In the analyzed period, the highest increases in the unemployment rate compared to the last quarter of 2019 occurred in: Czechia in Q1 2021 (by 1.3 pp), Hungary in Q2 2020 (by 1.3 pp), Poland in Q1 2021 (by 1.2 pp and Slovakia in Q3 2020 (by 1.8 pp). Since the peak unemployment rate readings occurred in different countries in different quarters, it is worth comparing how they changed over the two-year period by comparing data for the final quarters of 2019 and 2021. In this comparison, we note an increase in the unemployment rate of: 0.2 pp in Czechia and Hungary and by 1.1 pp in Slovakia. Poland saw a return to pre-pandemic unemployment rates in Q4 2021.
The V4 economies absorbed the economic shock of the pandemic only to a small extent by reducing weekly hours of work in main job. In Czechia, one can speak of a lack of response of working hours to the pandemic, with a decrease of 0.1 h in 2020, similar to the two previous years.
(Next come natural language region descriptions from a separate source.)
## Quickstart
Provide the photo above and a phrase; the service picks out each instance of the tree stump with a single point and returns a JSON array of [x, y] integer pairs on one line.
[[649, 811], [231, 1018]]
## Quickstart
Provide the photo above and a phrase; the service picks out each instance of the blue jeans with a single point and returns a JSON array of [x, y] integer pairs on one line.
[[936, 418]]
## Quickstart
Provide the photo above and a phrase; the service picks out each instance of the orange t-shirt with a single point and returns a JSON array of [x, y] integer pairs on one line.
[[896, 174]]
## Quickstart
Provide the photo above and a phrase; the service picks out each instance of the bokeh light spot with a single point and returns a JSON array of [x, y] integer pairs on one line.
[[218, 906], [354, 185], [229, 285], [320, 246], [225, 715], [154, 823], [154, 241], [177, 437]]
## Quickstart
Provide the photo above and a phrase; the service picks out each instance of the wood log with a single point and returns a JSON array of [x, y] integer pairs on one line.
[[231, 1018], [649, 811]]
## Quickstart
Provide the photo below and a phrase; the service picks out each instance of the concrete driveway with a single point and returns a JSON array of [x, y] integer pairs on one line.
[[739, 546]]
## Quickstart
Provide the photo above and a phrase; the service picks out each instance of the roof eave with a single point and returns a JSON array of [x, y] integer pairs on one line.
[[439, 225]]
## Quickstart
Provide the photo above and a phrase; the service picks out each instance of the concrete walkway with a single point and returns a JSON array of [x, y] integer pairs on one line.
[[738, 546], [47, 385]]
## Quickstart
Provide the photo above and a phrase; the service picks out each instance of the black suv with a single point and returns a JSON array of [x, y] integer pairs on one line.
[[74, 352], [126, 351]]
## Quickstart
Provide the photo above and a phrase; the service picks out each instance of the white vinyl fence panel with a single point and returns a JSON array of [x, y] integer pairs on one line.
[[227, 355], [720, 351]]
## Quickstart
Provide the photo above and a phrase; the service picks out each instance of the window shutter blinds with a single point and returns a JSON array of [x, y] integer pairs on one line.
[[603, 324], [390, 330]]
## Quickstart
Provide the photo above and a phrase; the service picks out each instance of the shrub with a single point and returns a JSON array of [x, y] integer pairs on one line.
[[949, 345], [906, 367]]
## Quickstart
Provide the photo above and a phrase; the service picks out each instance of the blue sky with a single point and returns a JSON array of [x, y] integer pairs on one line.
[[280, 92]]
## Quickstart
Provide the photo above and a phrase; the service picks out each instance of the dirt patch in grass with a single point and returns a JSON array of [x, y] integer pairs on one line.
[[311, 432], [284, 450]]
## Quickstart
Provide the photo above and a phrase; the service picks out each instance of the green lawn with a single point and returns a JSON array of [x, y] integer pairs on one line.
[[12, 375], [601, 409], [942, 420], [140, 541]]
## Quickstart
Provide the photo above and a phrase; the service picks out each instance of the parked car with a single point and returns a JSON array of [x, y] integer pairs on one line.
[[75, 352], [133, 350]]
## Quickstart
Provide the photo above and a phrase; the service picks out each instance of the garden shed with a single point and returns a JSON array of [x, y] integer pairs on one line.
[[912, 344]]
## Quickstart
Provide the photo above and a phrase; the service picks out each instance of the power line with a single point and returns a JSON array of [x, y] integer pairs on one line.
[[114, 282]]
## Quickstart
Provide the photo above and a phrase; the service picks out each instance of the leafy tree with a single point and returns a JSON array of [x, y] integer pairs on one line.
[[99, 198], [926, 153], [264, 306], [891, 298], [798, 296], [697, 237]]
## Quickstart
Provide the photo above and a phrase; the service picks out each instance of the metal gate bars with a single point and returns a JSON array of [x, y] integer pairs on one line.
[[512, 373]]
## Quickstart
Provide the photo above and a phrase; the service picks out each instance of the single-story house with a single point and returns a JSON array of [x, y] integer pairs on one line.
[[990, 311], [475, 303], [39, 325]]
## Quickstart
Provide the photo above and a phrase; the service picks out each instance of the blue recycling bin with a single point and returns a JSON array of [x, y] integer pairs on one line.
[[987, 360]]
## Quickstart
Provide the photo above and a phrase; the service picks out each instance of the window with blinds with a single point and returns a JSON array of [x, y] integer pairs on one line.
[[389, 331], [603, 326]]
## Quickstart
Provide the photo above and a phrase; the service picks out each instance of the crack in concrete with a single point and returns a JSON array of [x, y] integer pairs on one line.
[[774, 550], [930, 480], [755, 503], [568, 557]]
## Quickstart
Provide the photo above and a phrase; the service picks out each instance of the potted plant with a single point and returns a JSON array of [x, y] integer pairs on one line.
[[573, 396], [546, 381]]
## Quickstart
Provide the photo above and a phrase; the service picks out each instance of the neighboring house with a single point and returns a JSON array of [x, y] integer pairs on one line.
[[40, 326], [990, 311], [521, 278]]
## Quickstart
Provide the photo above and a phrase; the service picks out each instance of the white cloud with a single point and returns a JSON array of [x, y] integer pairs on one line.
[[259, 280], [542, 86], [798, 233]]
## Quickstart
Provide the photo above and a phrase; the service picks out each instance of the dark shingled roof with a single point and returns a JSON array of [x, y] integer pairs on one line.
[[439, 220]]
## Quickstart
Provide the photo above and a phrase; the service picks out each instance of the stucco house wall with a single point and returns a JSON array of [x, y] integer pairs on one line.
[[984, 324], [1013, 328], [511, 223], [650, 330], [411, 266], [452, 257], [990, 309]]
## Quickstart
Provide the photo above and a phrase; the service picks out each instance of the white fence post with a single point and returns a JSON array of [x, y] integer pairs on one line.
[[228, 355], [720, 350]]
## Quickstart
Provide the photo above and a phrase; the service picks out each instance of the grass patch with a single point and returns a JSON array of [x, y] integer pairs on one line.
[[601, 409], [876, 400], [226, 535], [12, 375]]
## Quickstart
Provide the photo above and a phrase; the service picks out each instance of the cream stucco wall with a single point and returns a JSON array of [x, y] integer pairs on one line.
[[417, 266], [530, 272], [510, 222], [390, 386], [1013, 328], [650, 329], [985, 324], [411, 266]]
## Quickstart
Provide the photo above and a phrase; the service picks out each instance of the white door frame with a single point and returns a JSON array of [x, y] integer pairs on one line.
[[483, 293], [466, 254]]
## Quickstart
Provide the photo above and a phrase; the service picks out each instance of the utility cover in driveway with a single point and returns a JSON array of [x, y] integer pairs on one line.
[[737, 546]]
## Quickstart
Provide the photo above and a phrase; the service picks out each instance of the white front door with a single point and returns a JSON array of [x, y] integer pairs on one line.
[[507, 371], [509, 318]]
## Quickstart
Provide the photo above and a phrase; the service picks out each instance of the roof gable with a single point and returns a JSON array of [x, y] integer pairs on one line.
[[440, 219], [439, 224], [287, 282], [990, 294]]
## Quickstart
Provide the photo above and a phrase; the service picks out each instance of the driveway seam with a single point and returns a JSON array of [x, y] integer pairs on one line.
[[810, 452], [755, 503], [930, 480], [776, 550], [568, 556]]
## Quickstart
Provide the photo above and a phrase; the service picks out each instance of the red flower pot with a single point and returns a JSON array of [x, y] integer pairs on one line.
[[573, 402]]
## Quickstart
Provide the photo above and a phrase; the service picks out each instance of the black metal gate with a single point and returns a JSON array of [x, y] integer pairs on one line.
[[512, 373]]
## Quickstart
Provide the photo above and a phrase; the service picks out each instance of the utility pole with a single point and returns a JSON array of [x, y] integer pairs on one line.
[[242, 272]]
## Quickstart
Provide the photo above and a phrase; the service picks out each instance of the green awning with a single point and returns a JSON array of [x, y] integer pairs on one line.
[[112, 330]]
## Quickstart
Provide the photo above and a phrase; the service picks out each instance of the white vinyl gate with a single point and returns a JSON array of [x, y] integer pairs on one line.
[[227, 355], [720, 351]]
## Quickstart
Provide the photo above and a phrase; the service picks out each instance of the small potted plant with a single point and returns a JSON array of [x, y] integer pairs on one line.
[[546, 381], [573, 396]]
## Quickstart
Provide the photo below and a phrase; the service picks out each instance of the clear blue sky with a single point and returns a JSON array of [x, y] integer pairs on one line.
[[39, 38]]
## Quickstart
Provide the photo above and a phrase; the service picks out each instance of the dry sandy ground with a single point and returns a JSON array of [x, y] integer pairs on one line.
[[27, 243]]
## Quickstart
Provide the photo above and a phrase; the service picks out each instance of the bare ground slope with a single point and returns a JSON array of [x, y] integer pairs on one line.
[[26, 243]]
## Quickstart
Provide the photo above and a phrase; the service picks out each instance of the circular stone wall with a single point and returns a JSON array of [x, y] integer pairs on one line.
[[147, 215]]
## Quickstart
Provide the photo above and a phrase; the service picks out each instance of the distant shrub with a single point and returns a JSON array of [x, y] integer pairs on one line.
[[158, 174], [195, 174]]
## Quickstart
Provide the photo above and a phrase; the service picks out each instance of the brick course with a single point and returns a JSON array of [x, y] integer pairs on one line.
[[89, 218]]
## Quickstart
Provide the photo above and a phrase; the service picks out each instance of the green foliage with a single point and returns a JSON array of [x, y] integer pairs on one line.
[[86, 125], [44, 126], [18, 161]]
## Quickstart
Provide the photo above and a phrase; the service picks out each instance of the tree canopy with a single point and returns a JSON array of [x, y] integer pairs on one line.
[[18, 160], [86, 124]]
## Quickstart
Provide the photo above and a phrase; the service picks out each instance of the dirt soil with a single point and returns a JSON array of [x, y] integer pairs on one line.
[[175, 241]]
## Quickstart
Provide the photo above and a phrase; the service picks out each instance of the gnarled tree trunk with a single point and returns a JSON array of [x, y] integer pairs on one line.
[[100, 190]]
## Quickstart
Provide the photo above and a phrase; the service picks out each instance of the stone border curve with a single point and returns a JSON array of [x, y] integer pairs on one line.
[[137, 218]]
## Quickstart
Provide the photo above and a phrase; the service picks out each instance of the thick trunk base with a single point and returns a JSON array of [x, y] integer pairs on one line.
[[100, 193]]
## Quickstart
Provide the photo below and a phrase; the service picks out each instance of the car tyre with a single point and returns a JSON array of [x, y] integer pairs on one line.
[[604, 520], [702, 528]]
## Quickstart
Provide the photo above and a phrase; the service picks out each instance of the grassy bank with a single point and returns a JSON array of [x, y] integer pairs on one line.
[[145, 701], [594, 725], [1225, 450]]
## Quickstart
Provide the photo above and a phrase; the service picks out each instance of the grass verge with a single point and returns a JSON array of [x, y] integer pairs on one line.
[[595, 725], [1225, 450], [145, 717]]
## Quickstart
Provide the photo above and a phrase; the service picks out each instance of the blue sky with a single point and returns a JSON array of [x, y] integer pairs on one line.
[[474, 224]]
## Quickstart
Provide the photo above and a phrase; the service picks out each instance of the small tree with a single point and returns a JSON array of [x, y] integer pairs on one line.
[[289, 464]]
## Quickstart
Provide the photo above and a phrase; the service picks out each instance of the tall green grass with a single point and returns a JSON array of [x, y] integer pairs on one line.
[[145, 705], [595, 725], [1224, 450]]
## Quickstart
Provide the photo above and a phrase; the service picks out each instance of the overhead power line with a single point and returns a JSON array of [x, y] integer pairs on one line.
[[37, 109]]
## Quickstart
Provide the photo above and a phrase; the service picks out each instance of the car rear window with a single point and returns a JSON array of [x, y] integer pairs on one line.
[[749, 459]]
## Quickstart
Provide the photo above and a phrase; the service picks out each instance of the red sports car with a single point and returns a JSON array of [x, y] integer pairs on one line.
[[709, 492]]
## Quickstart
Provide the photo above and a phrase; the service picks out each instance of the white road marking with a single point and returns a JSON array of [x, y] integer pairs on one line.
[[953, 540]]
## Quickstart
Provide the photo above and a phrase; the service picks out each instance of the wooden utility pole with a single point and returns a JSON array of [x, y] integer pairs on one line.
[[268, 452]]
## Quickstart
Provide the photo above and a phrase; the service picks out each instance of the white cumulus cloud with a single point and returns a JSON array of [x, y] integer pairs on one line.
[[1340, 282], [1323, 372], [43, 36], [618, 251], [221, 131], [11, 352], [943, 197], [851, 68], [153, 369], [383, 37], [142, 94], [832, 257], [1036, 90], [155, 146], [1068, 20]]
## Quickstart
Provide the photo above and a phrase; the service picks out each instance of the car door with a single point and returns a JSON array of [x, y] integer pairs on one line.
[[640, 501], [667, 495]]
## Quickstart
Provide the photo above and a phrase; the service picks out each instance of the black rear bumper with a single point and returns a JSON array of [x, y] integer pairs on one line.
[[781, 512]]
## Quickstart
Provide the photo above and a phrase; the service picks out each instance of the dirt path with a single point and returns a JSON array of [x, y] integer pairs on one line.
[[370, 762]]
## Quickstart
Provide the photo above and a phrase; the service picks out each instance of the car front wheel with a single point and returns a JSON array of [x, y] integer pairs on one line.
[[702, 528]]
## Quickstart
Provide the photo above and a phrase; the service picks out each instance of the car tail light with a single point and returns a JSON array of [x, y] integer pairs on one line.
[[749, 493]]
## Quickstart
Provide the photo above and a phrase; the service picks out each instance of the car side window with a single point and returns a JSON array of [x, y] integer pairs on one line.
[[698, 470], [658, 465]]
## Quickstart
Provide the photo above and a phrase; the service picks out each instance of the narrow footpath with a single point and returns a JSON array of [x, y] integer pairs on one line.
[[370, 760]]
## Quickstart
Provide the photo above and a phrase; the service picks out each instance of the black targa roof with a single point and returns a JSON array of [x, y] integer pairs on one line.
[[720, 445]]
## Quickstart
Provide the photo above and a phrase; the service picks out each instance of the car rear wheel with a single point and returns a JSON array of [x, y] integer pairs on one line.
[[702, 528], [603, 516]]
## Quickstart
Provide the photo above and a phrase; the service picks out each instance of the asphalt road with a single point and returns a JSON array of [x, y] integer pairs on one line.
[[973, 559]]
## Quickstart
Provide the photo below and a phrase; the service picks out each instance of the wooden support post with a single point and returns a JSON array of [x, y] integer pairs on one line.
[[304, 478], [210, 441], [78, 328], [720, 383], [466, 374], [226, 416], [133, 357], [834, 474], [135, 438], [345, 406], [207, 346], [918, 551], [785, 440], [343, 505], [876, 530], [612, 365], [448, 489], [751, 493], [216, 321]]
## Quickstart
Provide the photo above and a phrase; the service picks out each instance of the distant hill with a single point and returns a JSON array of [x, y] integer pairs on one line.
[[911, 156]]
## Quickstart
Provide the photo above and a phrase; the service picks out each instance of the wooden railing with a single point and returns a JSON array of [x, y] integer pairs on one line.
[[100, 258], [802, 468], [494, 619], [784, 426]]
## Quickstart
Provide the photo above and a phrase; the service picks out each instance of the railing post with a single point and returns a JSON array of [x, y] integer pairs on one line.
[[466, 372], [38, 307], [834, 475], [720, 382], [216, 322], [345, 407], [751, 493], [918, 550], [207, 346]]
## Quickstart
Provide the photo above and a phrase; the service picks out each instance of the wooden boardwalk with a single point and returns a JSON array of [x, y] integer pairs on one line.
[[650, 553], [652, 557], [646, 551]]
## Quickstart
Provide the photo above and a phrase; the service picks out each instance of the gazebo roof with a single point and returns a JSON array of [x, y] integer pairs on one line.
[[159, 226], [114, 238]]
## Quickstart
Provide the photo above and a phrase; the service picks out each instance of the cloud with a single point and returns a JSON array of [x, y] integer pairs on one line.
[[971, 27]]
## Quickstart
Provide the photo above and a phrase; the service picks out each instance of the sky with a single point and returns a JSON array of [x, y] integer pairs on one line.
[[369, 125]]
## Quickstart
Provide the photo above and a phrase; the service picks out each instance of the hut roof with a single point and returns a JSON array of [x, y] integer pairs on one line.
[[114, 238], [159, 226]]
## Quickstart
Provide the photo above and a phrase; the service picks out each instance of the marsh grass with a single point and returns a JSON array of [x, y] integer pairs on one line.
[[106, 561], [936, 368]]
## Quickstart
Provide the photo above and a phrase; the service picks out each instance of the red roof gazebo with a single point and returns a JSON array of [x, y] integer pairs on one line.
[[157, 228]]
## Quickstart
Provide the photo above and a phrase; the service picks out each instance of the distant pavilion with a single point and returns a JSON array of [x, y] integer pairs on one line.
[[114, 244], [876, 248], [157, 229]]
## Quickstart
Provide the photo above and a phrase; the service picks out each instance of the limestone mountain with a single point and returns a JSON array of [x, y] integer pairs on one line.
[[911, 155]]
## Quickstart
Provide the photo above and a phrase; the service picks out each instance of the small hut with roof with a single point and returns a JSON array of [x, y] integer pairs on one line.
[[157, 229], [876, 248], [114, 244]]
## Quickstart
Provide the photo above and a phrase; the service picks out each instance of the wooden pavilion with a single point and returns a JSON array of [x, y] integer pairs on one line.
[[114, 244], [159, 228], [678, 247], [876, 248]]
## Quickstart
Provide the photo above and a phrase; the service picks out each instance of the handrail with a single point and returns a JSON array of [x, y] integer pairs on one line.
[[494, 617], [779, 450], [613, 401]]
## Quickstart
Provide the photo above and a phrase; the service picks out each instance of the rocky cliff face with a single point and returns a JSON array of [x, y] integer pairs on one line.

Compared to the last quarter of 2019, the highest decreases in hours worked per week were recorded in Hungary in Q2 2020 (0.4 h), in Poland and in Slovakia in Q1 2021 (0.4 h and 0.5 h respectively). Table 2 provides data on the changes in the number of the employed and unemployed in the V4 countries during the analyzed period.
In Czechia, employment was increasing in 2018–2019; as a result of the pandemic, a reversal of this trend (decrease in employment) was noted. A renewed increase in employment occurred in the last two quarters analyzed. Similar trends occurred in Slovakia, which, despite five quarters of employment growth, did not regain its pre-pandemic employment level until Q4 2021. Employment levels higher than in Q4 2019 were recovered by Hungary (in Q4 2021) and Poland (already in Q4 2020). Between Q4 2019 and Q4 2021, employment fell by 3.1% in Czechia and 1.5% in Slovakia; 0.6% employment growth was recorded in Hungary, and 2.7% employment growth was recorded in Poland.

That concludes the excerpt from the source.